If the law let him down? That would break him.

“What is this all about?” Saxton said softly. “I heard the King was shot, and now … this is all about the succession.”

When there was no reply, he began to think he needed to leave in a hurry: There was a high probability his father was in with the Band of Bastards, and it would be folly to think Tyhm would hesitate for even a second in turning his gay son over to the enemy.

Or in his father’s case, the allies.

“Wrath is no King for the race.” Tyhm shook his head. “Nothing good has come since his father was killed. Now, there was a ruler. I was young when I was at court, but I remember Wrath, and whereas the son cares not for the proper way … the sire was a stellar King, a wise male with patience and majesty. Such a failure of this generation.”

Saxton looked at the floor. For some absurd reason, he noted that his own loafers were perfectly polished. All of his shoes were. Neat and tidy, arranged.

He found it difficult to breathe. “I thought the Brotherhood was … taking care of things rather well. After the raids, they have killed many slayers—”
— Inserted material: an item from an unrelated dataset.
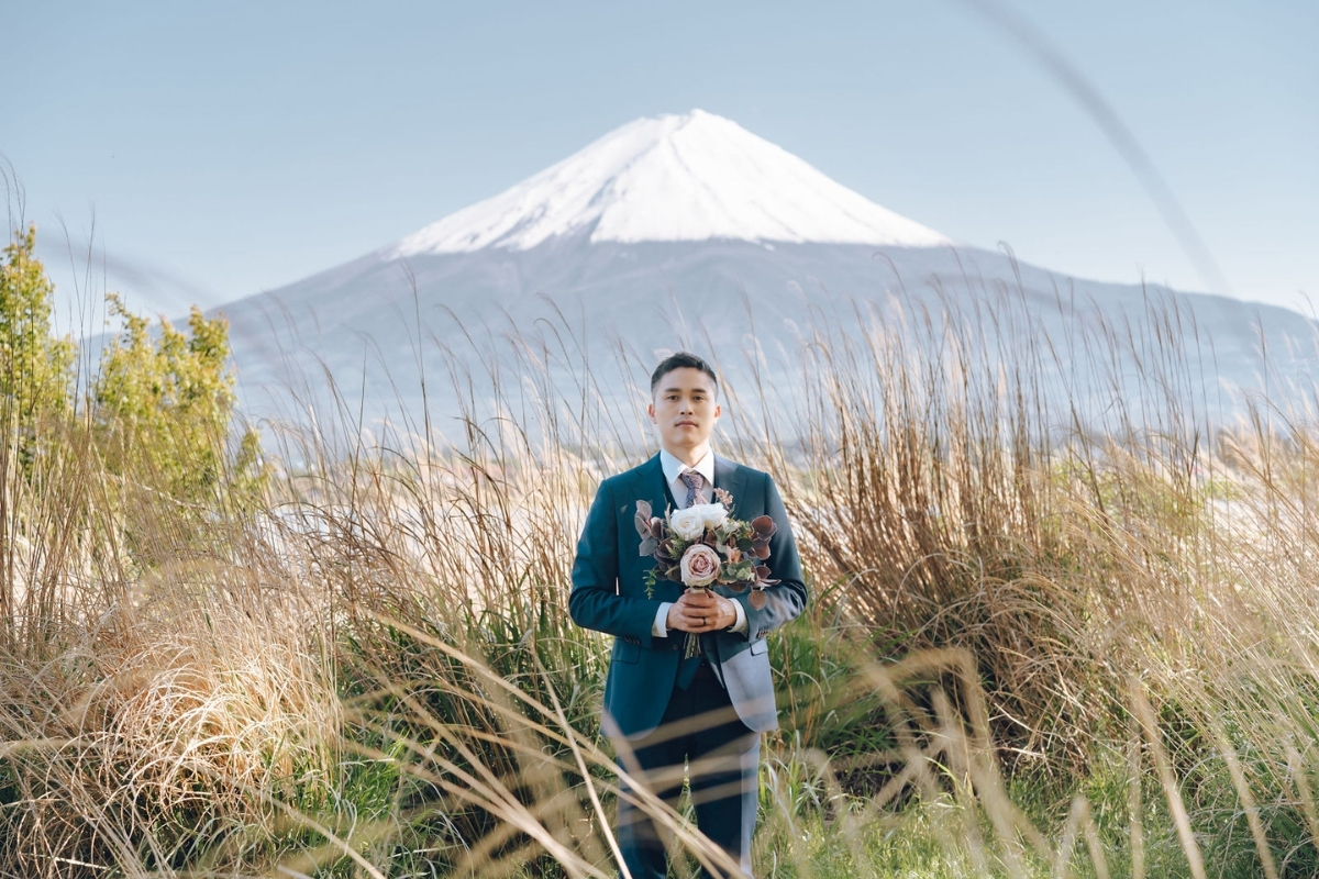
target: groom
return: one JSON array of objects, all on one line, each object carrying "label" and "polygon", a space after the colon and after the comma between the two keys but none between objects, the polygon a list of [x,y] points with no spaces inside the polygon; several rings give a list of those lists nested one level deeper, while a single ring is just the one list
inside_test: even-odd
[{"label": "groom", "polygon": [[[695,354],[656,368],[648,412],[660,453],[600,484],[578,542],[568,610],[579,626],[613,635],[604,729],[623,768],[675,805],[686,762],[696,825],[749,876],[760,734],[778,725],[765,637],[802,611],[806,585],[774,481],[710,449],[718,394],[715,370]],[[764,514],[778,526],[765,564],[781,582],[765,590],[762,608],[751,592],[727,586],[645,585],[654,559],[640,553],[637,501],[658,514],[712,502],[716,488],[732,496],[736,518]],[[699,656],[682,658],[686,633],[699,635]],[[662,834],[627,797],[619,797],[619,845],[633,879],[666,875]]]}]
“The fact that you use the word after to modify raids is all one needs to know. A shameful commentary—Wrath did not care to rule until he married that half-breed of his. Only then, when he sought to contaminate the throne with her bastard human genes, did he see fit to try to be King. His father would hate this—that human wearing the ring of his mother? It is a disgrace that cannot…” He had to clear his throat. “It simply cannot be supported.”

As the implications dawned on Saxton, he could feel the blood drain out of his head. Oh, God … why hadn’t they seen this coming?

Beth. They were going to take him down through her.

His father lifted his chin, his Adam’s apple standing out like a fist in the front of his throat. “And one has to do something. One has to … do something when bad choices are made.”

Like being gay, Saxton finished for the male. And then it dawned on him …

It was almost as if his father was joining the effort … only because he couldn’t do anything about his own failure of a progeny.

“Wrath will be removed from the throne,” Tyhm said with a resurgence of strength. “And another who has not strayed from the race’s core values will be put in his place. It is the appropriate consequence for one who does not do things in the proper manner.”

“I had heard…” Saxton paused. “I had heard that it was a love match. Between Wrath and his queen. That he fell in love with her when he helped with her transition.”

“The deviant often couch their actions in the vocabulary of the righteous. It is a deliberate act to attempt to ingratiate themselves to us. That doesn’t mean they have behaved well or that their poor choices should be supported by the masses. Quite the contrary—he has shamed the race, and deserves all that is coming to him.”